Max rect size change for tight

187 views
Skip to first unread message

RG

unread,
Jun 15, 2023, 10:17:23 AM6/15/23
to TurboVNC Developer Discussion
Hi,

I have been trying to improve performances of TVNC + NoVNC in a loopback environement. I have 1000x1000 image updates at 30fps and found that the tight compression created ~15 frames of 1000x64. This in turn make NoVNC take some time to read and write each image as well as some garbage collector issue due to to many image creation.

I changed the maxRectSize from to 65'536 to 1'048'576 in tightConf (in tight.c) which send the the full image to NoVNC et improve both timing and garbage collector issue.

I was wondering if I was playing with fire and risked some unintended effects ? Is there another solution to force TVNC to send bigger chunks ?

Regards,
Rémi

DRC

unread,
Jun 15, 2023, 11:34:08 AM6/15/23
to turbovn...@googlegroups.com

The Tight encoding specification requires rectangles to be <= 2048 pixels in width, but there isn't any documented limit on the rectangle size.  I don't think that you're playing with fire necessarily, although the Tight encoder has never been tested with rectangles > 64k, so I can't guarantee that there aren't hidden bugs.  However, I question whether Tight encoding is the most appropriate way to transfer pixels in a loopback environment.  It seems like you might be better served by transferring the pixels using Raw encoding, which would require more bus bandwidth but less CPU time.

Referring to https://turbovnc.org/pmwiki/uploads/About/tighttoturbo.pdf, a big reason why TurboVNC itself doesn't use larger rectangles is that there's a tradeoff in terms of encoding efficiency.  The larger the rectangle, the more likely it is that the number of unique colors in the rectangle will exceed the Tight palette threshold.  Thus, as the rectangle size increases, you will reach a point at which only JPEG is used to encode the non-solid subrectangles.  At that point, there isn't much benefit to the complexity of Tight encoding, and you'd probably get better performance by simply encoding every rectangle as a pure JPEG image.  I am not sure whether 1 megapixel is beyond that point, but given that the palette threshold is low (24 or 96 colors, depending on the Tight compression level), it wouldn't surprise me if 1-megapixel rectangles are almost always encoded as JPEG.  In that case, the only real benefit you'd get from Tight encoding is a slight reduction in the bitstream size if there are huge areas of solid color, since the Tight encoder can encode those as a bounding box and fill color (whereas JPEG has a not-insignificant amount of overhead, both in terms of compute time and bitstream size, when encoding a single-color image.)  However, I don't know whether that benefit is worth the additional computational overhead of analyzing the rectangle, nor whether it is worth the additional bitstream size overhead of dividing non-solid areas of the rectangle into multiple JPEG subrectangles (as opposed to sending the whole rectangle as a single JPEG image.)
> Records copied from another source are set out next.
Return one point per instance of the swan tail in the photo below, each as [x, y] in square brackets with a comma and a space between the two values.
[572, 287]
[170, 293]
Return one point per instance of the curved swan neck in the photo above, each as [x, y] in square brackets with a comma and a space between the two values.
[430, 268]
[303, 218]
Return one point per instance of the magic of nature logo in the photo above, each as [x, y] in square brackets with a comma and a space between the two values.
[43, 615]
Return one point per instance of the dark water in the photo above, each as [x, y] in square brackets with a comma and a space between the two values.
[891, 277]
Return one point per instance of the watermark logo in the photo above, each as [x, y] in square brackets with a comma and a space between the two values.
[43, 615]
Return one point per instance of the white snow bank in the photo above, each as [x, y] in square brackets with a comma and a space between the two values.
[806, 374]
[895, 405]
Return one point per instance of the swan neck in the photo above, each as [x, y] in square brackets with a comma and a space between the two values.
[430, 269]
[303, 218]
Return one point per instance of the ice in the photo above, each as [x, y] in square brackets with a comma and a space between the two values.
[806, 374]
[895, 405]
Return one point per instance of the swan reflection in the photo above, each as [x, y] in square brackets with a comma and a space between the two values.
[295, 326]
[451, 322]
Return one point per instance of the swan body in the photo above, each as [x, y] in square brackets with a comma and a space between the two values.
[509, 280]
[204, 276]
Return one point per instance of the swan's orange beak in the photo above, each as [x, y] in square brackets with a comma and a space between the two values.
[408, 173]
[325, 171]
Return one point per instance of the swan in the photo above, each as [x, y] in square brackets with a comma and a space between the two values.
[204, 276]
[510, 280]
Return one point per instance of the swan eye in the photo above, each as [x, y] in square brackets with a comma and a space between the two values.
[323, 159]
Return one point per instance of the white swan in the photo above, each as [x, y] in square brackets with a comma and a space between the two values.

That explanation also serves as an explanation for why I wouldn't be willing to add a Tight compression level with a rectangle size of 1048576.  I would, however, be willing to support the pure RFB JPEG encoding type in TurboVNC, if it proves to be of any benefit.  That encoding type is dead simple and would involve merely passing every RFB rectangle directly to libjpeg-turbo.

DRC

--
You received this message because you are subscribed to the Google Groups "TurboVNC Developer Discussion" group.
To unsubscribe from this group and stop receiving emails from it, send an email to turbovnc-deve...@googlegroups.com.
To view this discussion on the web visit https://groups.google.com/d/msgid/turbovnc-devel/df98e4d5-7d4c-4f8c-acc1-4cca24b59174n%40googlegroups.com.

RG

unread,
Jul 7, 2023, 6:26:17 AM7/7/23
to TurboVNC Developer Discussion
Thanks for this in-depth answer,

I have been playing with RAW and found that it has a similar performance as single tight rectangle + JPEG 80. But I see more latency variation from the network/communication (Likely due to my system having also some other activities on localhost and that there is a lot more data to transfert).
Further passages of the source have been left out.